Today the Fabian Society publishes the first report of our Commission on Future Spending Choices, a year-long inquiry into the spending choices which will face whatever government comes to power in 2015. We set up the commission at a time when only people on Labour’s right were talking about tough spending decisions, because we wanted to make sure that middle-of-the-road opinion in the party didn’t get shut out of this defining political debate. Being prepared to think through hard financial choices can’t be the preserve of particular factions or flavours of opinion, as both Eds have now shown in their recent economic speeches. Tough decisions are a mathematical inevitability for anyone who wants to see Labour back in power.
Today’s report ‘Spending Wisely’ looks at the process for making spending decisions and calls for a new sort of conversation on public spending. We argue that politicians need to think and talk about ‘constrained alternatives’ when it comes to total levels of spending. With so much economic uncertainty the coalition is wrong to say there is only one credible path for expenditure after the next election, a date still two years away. However Labour needs to accept there are also tight limits on its room for fiscal manoeuvre. The party might be able to spend perhaps £20 billion more by 2017 than the coalition intends to at present (assuming the economy is finally starting to pick up). That would prevent the need for many of the post-2015 cuts the chancellor envisages, but it would not allow for overall departmental spending to rise. So even under this scenario, if Labour wants to spend more on key priorities, it will have to say where the money will come from.
Our second main argument is that we need a far more long-termist approach to spending choices. The commission proposes that the Treasury should publish a long-term expenditure statement in advance of every spending review to force ministers to set our how they see the balance of public spending changing over time. This would require the government to explain how their annual decisions fit into a larger story about the direction of expenditure over decades.
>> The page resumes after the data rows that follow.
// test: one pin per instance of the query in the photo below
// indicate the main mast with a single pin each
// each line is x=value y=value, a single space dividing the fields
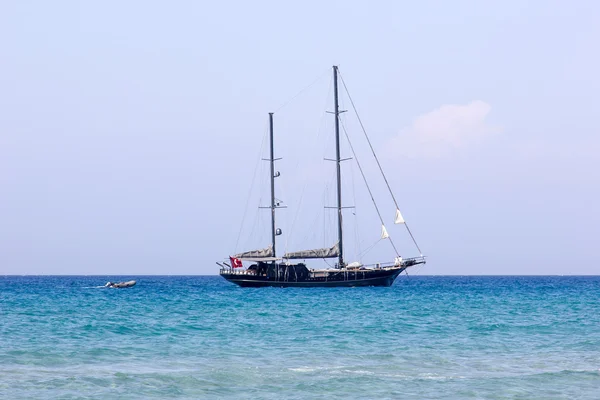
x=339 y=170
x=273 y=206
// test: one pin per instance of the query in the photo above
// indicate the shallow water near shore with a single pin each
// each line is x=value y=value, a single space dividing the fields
x=64 y=337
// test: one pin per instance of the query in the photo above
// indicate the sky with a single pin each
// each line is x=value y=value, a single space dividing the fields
x=130 y=132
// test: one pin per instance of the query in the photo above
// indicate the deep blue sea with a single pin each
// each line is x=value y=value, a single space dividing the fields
x=64 y=337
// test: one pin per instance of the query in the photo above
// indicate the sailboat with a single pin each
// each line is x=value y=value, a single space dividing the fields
x=267 y=269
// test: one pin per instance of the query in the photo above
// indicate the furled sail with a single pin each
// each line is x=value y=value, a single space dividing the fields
x=316 y=253
x=255 y=254
x=399 y=219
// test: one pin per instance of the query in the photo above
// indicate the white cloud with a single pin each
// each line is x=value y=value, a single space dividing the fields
x=444 y=130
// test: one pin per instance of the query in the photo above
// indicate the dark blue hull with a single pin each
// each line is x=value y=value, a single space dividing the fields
x=382 y=277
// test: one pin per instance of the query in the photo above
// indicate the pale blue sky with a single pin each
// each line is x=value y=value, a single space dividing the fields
x=129 y=131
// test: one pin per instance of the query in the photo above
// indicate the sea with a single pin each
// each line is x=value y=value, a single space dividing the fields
x=196 y=337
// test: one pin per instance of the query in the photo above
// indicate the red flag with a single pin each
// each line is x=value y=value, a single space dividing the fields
x=235 y=262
To show why this is needed, let’s compare the years 2007 and 2017. Public spending as a share of economic output will be almost identical in the two years, but its composition will have changed a lot. Spending on pensions and debt will be up; there will be little change to the amount going on health or working-age social security; but a big fall in how much is spent on education and capital investment. If ministers had to say all this in public, it would suddenly become much harder for them to take money away from areas of long-term importance such as early years or further education.
The commission also calls for wider structural reforms to embed long-termism into spending decisions. As well as new long-term expenditure statements the report recommends a return to a regular, planned cycle of spending reviews and a requirement that all policy decisions should include a full estimate of the costs and benefits in ten years’ time.
We also make a plea for better accountability when it comes to spending choices: the 2010 Spending Review was the most important political announcement of the parliament and it’s only official scrutiny was a one month inquiry by an over-burdened select committee. Future spending announcements should be published in draft for consultation and the Office of Budgetary Responsibility should become an agent of parliament, providing direct advice to MPs. We also think there should be a debate on splitting the Treasury Select Committee to create a freestanding Budgetary Committee to give public spending the fuller scrutiny it demands.
Today’s report is the first instalment. The commission still has more to do and in September our final report will set out firmer recommendations on the spending priorities for the next government. We hope it will be a source of inspiration for future ministers and a springboard for debate across the political spectrum.